Sunday, July 19, 2020

What I know is dogs...Chapter One - Gypsy


It all started back in 1960 or so. I got a baby sister and a dog. I called her Gypsy. The dog, not the sister. My dad was a schoolteacher where I went to first grade and also drove the school bus to get us to work and school. The same place. Oh, yes. My dad was also the Baptist preacher where I went to church. So 24/7, he was the leading man in the movie of my life.

I don't have a picture of Gypsy. She was shaggy like a small version of the dog in My Three Sons. But, Gypsy was dark gray rather than a light shade like the tv dog. I think his name was Tramp. Gypsy would run out to the school bus every morning and bark while I boarded and when we got home, she'd be there waiting for me. Gypsy was my best friend.
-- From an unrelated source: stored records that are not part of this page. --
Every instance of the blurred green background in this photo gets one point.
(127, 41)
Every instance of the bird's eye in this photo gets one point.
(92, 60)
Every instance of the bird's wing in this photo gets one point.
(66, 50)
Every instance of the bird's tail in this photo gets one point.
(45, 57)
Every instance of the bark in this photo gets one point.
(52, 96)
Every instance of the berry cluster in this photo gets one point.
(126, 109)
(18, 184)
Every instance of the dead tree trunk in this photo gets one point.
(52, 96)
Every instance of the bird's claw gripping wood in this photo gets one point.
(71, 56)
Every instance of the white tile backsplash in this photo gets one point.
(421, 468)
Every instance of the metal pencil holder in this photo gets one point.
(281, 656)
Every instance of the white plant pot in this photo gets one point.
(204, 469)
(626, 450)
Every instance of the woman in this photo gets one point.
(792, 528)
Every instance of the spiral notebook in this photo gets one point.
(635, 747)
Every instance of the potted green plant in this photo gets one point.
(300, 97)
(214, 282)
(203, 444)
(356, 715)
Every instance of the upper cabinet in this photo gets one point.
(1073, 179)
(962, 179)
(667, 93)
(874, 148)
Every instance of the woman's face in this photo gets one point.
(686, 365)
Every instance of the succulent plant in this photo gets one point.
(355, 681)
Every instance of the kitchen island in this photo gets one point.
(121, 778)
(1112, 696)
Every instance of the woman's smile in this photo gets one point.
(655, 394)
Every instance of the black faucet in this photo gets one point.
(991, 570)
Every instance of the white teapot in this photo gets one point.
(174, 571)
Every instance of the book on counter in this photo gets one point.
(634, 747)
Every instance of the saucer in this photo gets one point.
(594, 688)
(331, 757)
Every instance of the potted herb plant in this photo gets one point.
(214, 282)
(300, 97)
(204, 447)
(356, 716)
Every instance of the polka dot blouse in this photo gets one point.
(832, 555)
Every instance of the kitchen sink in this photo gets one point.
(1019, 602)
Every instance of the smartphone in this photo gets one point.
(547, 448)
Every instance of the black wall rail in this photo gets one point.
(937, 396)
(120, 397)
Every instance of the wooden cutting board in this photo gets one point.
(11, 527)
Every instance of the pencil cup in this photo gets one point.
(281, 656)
Anyway, life was good. Except for a couple of things. My mother had a nervous breakdown after the birth of my sister and had to be hospitalized. My sister and I were farmed out to relatives. I don't know where my sister went, but I was pulled from the first grade and sent to an aunt and uncle in Tyler I believe. I don't even remember the town, but I wound up spending the days in a nursery school where I was older than everyone else. It was a dirty place and smelled like dirt and dirty children.

When my dad came to collect me from the aunt and uncle, we didn't return to our country house, big white clapboard farmhouse with wild kale and polk salad growing out back. We didn't come home to Gypsy. My mother was still in the hospital. I was taken to her parents, Buddy and Do's house in Beaumont. It was a cool house on the corner of 11th and Harrison Street. I would spend the greater part of my childhood in this home until later when it was sold to Dan Blocker to build a Bonanza Sirloin Pit and Dunkin' Donuts in its place. The Dunkin' Donuts is still there all these years later.


Anyway, my dad had news for me. He was married to another woman. She lived down the road from our old farmhouse and had kids of her own. Her daughter was my friend from school. Daddy told me the daughter had Gypsy now and for me not to worry, because Gypsy had a good home. It was a win/win, right?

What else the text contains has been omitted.